>>6221378Vaporwave is about the late 80s and early-to-mid 90s, it's about the nostalgia that our generation feels about that period of time, but it's also about the future and the past.
It's basically envisioning a consumerist, capitalistic society of people who just go to the mall, and buy things, and use technology (because it's "new" and will take us to the future). It's about feeling that all your needs are being met because we live in this convenient society where everything is taken care of. That's where the connection to "muzak" comes from, because you hear that shit in boring business situations where you're supposed to remain calm and think abstract thoughts about the convenience and efficiency of everything.
Times New Roman is widely used in vaporwave stuff because it was once new and heralded what might have been a new age in business aesthetics, and now it's blown out and cliché. So it represents what vaporwave is all about. Same with the muzak influences, that style of music is little more than a cliché now, yet vaporwave takes us back to a time when it was a real and serious part of culture.

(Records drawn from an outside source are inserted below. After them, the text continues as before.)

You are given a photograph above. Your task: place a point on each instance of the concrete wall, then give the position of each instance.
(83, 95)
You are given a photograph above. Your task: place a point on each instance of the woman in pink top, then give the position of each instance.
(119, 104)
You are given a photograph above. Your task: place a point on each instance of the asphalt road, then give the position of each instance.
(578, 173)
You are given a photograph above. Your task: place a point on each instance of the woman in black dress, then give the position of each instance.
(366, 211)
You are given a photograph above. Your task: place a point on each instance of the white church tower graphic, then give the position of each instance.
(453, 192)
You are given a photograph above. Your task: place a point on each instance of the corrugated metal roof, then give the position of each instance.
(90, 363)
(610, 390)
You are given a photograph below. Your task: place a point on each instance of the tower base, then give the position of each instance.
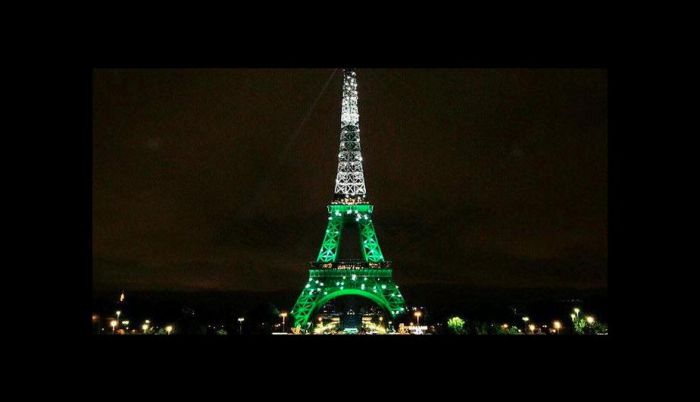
(327, 284)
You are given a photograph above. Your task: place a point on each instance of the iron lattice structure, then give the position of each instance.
(330, 276)
(350, 180)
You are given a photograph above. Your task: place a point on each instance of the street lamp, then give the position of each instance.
(557, 326)
(240, 325)
(283, 315)
(525, 320)
(590, 320)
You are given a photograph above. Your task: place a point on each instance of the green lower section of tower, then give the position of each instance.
(327, 284)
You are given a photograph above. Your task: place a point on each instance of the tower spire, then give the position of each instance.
(350, 180)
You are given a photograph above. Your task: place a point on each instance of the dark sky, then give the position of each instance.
(489, 178)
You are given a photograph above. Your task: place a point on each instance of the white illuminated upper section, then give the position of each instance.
(350, 180)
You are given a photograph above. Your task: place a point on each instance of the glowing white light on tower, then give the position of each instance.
(350, 181)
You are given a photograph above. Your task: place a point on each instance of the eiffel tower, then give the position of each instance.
(330, 276)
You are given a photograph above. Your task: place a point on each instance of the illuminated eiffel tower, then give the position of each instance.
(330, 276)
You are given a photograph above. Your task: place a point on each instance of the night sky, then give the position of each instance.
(219, 179)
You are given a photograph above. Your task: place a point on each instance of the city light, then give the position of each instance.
(240, 325)
(556, 325)
(283, 315)
(418, 314)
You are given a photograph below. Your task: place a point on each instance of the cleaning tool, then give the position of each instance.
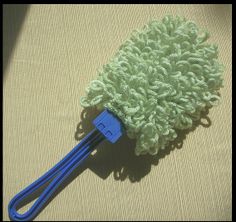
(159, 81)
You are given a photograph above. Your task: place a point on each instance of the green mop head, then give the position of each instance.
(159, 81)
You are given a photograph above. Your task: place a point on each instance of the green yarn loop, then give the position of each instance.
(159, 81)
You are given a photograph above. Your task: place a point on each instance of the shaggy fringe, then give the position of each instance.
(159, 81)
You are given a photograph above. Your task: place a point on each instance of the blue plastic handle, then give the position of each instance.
(107, 126)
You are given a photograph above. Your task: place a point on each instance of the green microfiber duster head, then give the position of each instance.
(159, 81)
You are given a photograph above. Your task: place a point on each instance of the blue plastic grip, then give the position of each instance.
(108, 126)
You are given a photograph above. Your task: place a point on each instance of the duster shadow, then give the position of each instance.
(118, 158)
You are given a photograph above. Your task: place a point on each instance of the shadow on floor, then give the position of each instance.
(118, 158)
(13, 18)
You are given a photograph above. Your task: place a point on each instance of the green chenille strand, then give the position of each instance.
(159, 81)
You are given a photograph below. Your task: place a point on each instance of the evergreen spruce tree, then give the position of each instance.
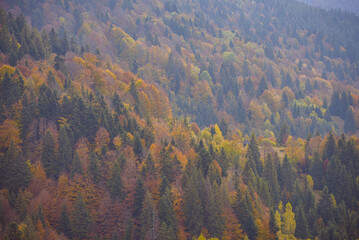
(262, 87)
(302, 229)
(65, 150)
(115, 183)
(64, 224)
(94, 168)
(81, 222)
(166, 212)
(149, 218)
(48, 156)
(76, 165)
(138, 199)
(349, 124)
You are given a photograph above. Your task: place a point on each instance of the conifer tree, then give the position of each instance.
(64, 224)
(349, 124)
(48, 156)
(65, 150)
(149, 218)
(302, 229)
(115, 183)
(289, 224)
(166, 212)
(94, 168)
(81, 222)
(138, 199)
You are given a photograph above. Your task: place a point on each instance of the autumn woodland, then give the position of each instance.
(165, 119)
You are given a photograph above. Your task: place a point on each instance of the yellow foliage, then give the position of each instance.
(91, 58)
(117, 141)
(79, 60)
(6, 69)
(9, 134)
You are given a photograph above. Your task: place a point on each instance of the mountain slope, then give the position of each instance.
(139, 119)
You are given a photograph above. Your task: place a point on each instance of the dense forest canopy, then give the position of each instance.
(218, 119)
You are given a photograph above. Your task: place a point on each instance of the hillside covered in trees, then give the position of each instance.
(136, 119)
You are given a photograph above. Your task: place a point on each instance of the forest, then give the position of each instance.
(208, 119)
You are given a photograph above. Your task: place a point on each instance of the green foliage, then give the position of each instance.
(82, 220)
(64, 224)
(115, 184)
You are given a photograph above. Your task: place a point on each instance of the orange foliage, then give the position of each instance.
(102, 139)
(9, 134)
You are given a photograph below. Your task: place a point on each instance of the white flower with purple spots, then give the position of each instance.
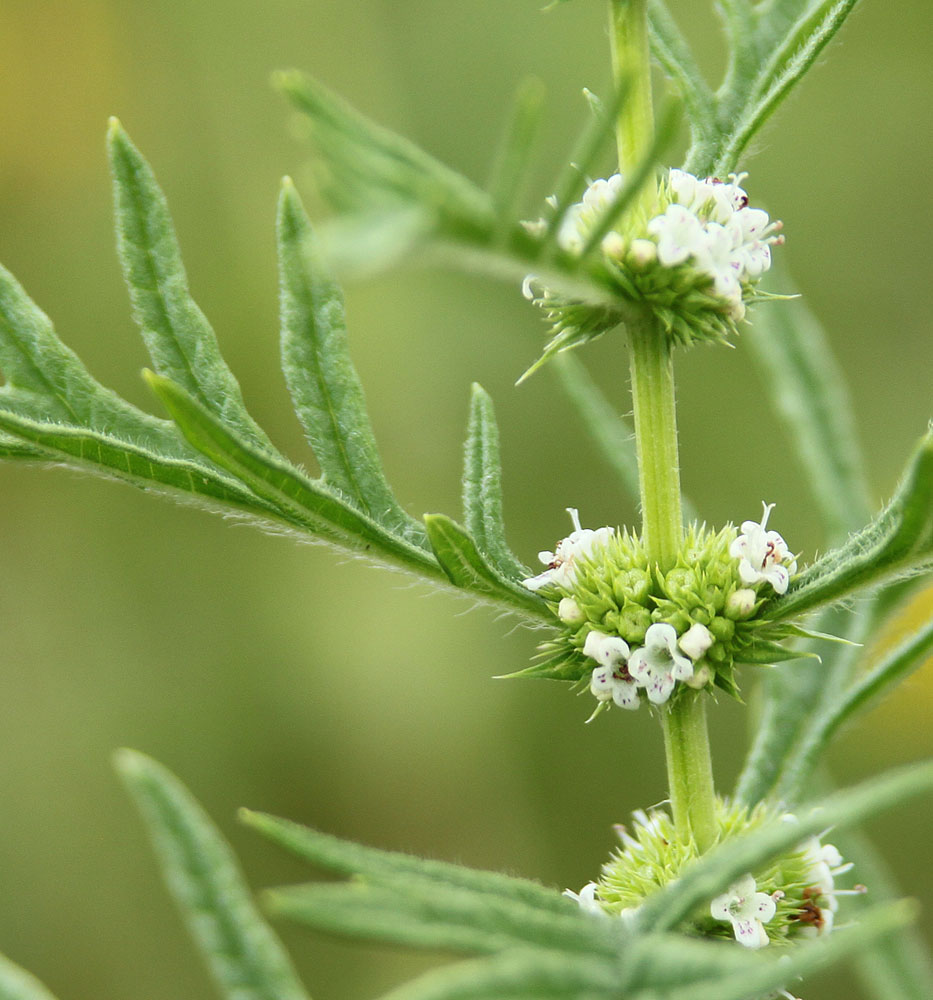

The Japanese thing comes from the idea (which we still have with us today) of Japan being the birthplace of the future's technological and commercial conveniences. Vaporwave isn't about Japan per se, it's more about Japanese tech and business influence on the rest of the world.
Roman architecture, statues, busts, etc. are a well-known artifact of Western culture. They represent the overblown and boring past being redeveloped into a vision of the future. They're kind of connected to Times New Roman, there's even a more literal correlation with the "Roman" thing.
All this is superimposed on the nostalgia of the 90s Internet and technology, and it's about recapturing that feeling of newness and mystery and "what happens next?" that the Internet brought.